At another dinner we chat with a woman from Mississippi, who, when her older husband died a decade ago, vowed to see all the continents before she was 70, did so and continues to cruise. Arriving alongside at another table set for one, an Englishman in the prime of his 80s, begins some elegant old-school flirting. "At that age," the Mississippian says in an aside, "what they want is a nurse or a purse."
After she has retired, we find that the Englishman, who knew Kiwi motor racing legend Bruce McLaren, requires neither. His wife died decades earlier and he now cruises two to four months a year on Silversea, enjoying the company of much younger women on shore tours and for dinner. "I remember one world cruise when, on the night we left Venice, the butler had set the table on my balcony and a delightful ship's officer joined me there for champagne and dinner. What could be better?"
We also dine in our suite, or, according to our butler, "at Pedro's". Pedro removes the orchids from our oval coffee table and retrieves from the wardrobe a hidden contraption that unfolds to fit over our table and convert it into a higher, rectangular table. He adds a linen cloth, cutlery placed on edge, electric candles and the food and wine. It can be served course by course but we have selected so he can deliver in one go. And go. A popular spot later in the evenings is the small Silver Note, where international tapas-style dishes accompany live jazz and blues.

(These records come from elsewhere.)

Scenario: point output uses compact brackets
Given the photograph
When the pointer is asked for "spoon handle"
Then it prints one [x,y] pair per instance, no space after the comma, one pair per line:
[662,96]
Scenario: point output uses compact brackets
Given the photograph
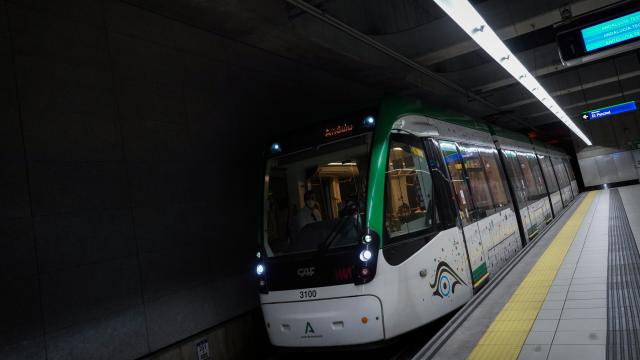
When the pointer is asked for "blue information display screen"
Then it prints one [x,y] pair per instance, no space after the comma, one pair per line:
[612,32]
[609,110]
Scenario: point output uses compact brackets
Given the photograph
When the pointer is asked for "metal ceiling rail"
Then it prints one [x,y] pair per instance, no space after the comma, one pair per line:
[325,17]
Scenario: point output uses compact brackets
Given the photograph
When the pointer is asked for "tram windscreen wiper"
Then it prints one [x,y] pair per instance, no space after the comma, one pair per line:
[333,235]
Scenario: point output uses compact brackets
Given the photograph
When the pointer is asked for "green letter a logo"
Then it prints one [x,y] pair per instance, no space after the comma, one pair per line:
[308,329]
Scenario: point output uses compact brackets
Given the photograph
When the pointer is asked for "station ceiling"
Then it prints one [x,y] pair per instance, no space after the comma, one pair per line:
[424,34]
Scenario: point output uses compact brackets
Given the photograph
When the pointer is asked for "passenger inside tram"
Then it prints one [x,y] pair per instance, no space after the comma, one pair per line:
[315,200]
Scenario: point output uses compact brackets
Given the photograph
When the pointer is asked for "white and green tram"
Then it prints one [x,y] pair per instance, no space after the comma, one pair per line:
[374,225]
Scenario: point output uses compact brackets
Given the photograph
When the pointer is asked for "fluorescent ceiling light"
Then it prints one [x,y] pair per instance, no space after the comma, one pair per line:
[474,25]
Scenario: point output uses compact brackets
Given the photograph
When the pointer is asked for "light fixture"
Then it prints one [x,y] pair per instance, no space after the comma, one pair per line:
[276,148]
[369,121]
[365,255]
[463,13]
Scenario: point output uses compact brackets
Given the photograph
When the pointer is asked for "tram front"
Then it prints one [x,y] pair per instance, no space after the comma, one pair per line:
[315,247]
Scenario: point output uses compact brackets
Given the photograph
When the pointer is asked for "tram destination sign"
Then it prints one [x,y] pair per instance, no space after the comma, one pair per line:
[609,111]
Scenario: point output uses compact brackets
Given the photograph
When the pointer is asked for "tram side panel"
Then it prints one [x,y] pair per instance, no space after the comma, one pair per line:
[496,220]
[563,180]
[487,216]
[572,177]
[552,183]
[419,283]
[537,197]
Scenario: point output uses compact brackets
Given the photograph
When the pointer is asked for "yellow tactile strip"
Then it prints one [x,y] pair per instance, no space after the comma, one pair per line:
[508,331]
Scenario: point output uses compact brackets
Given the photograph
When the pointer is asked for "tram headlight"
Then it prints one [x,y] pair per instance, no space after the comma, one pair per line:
[365,255]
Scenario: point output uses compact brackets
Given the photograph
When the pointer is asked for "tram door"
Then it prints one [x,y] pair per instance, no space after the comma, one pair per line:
[467,211]
[514,172]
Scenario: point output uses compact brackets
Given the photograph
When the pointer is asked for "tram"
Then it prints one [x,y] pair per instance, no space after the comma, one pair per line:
[374,225]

At the Indochine restaurant, the boast is 1500 flavours of the Orient, whereas, at Kaiseki, dinner becomes teppanyaki theatre as we sit next to the cooks then feast on their butterfly Maine lobster with wasabi, soya sauce and signature mustard dip; miso glazed Alaskan cod with miso glaze and fresh ginger; wagyu beef teriyaki with Japanese mustard sauce, teriyaki sauce and Japanese garlic sauce; and furikake rice with teppan-caramelised apple and tonkatsu sauce. Yes, all of them.
Kaiseki is one of two restaurants for which diners pay an additional US$60 each. The other is La Dame by Relais et Chateaux, a partnership with the global fellowship of individually owned luxury hotels and restaurants. La Dame is small, its menu grandly littered with foie gras, homard and canard. My starter is Nos Escargots de Bourgogne: Burgundy snails, flatleaf parsley, garlic, butter, paprika and baguette. Whenever wine is wanted, guests are offered a red, white or rose from the complimentary wine list. With my snails I fancy a white Bordeaux, which is not among the daily offerings. Not a problem, madame is told, and a very acceptable bottle appears within minutes.
Around us at La Dame, however, diners are buying from the connoisseur wine list. The word is that the list is patronised mainly by Brazilians with new money, Russian oligarchs and Middle Eastern princes who are not allowed alcohol, so will have the wines delivered to their rooms.
There are wine lovers who know the list off by heart and have sufficient history with Silversea to inquire whether a particular bottle is available, perhaps a Chateau Palmer. A 2001 bottle of this prestigious Bordeaux could set you back nearly $1000 in New Zealand and Silver Muse did have a couple of Chateau Palmers off-list and at apparently bargain prices.
This is another life, a life free from the usual daily constraints, a life with the luxury of freedom to choose how to pass the time.
Luxurious PS: After an exhausting morning traipsing up and down through the old part of Quebec City after the crossing, I come back to find Pedro has prepared a warm, candle-lit bubble bath strewn with flowers. The Wow Factor.
Details One of the last privately owned cruise lines, the Silversea fleet is split into "classic" and "expedition". There are five classic ships, which carry between 296 and 596 guests, and sail to traditional destinations. The expedition fleet has four ships, equipped to travel to "remote and exotic" locations. As part of the Grand Bellezza 2018 world cruise, the Silver Whisper arrives in New Zealand on Friday and has eight ports of call before continuing on to Australia.